Thirty-seven patients (C group = 18; PI group = 19) were recruited. The median age was 36 years (Interquartile range, IQR = 72) with a male-to-female ratio of 2.7:1. The overall incidence of SSI was 48.6% (n = 18), comparable between the C group (n=10, 55.6%) and PI group (n = 8; 42.1%) (p = 0.413). In-hospital mortality rate was 10.8 % (n = 4), equally distributed between the groups (p = 1.000). The length of hospital stay was 8 days (IQR = 15) in the C group and 7 days in the PI group (IQR =9) (p = 0.169).

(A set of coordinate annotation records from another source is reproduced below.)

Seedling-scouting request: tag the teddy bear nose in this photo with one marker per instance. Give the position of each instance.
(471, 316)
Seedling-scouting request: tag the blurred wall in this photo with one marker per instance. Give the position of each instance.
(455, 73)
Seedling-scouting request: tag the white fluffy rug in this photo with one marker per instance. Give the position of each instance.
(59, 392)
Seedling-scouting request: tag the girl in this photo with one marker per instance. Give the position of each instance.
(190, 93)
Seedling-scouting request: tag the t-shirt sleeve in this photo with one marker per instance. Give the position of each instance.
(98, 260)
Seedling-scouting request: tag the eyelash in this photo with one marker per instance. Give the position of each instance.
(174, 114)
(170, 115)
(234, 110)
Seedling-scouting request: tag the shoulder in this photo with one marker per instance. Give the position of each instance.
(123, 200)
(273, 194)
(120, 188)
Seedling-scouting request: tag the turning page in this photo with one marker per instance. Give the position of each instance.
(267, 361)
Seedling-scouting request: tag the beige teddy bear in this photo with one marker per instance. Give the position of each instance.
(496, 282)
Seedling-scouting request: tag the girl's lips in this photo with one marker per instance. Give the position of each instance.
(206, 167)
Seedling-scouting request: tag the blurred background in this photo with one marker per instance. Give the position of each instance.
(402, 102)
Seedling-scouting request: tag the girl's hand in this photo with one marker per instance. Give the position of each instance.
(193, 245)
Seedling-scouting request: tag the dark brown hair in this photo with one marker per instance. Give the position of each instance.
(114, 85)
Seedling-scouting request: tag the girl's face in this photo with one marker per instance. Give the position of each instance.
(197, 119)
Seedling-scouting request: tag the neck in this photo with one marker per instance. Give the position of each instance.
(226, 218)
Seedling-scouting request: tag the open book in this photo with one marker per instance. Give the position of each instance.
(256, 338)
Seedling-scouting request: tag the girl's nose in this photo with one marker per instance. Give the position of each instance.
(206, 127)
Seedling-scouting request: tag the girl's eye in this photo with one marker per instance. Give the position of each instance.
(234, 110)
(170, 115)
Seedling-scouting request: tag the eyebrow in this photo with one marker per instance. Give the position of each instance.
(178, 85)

In laparotomy for sepsis, skin antisepsis after primary skin closure had no effect on the incidence of surgical site infection.
腹部手术皮肤缝合后皮肤消毒在预防脓毒症方面的作用鲜有报道。本研究评估了一期皮肤缝合后皮肤消毒对污染及感染性腹部手术后手术部位感染(SSI)的影响。
这是一项随机对照试验,纳入因脓毒症接受剖腹手术的成年患者。患者被随机分为对照组(C组)和聚维酮碘(PI)组,C组伤口边缘用70%异丙醇擦拭一次后覆盖干燥无菌纱布敷料,PI组伤口边缘先用70%异丙醇擦拭一次,然后覆盖浸有10%聚维酮碘的纱布敷料。比较两组SSI的发生情况。设定p值<0.05为具有统计学意义。
共招募37例患者(C组 = 18例;PI组 = 19例)。中位年龄为36岁(四分位间距,IQR = 72),男女比例为2.7:1。SSI的总体发生率为48.6%(n = 18),C组(n = 10,55.6%)和PI组(n = 8;42.1%)相当(p = 0.413)。住院死亡率为10.8%(n = 4),两组间分布均匀(p = 1.000)。C组住院时间为8天(IQR = 15),PI组为7天(IQR = 9)(p = 0.169)。
对于因脓毒症进行的剖腹手术,一期皮肤缝合后进行皮肤消毒对手术部位感染的发生率没有影响。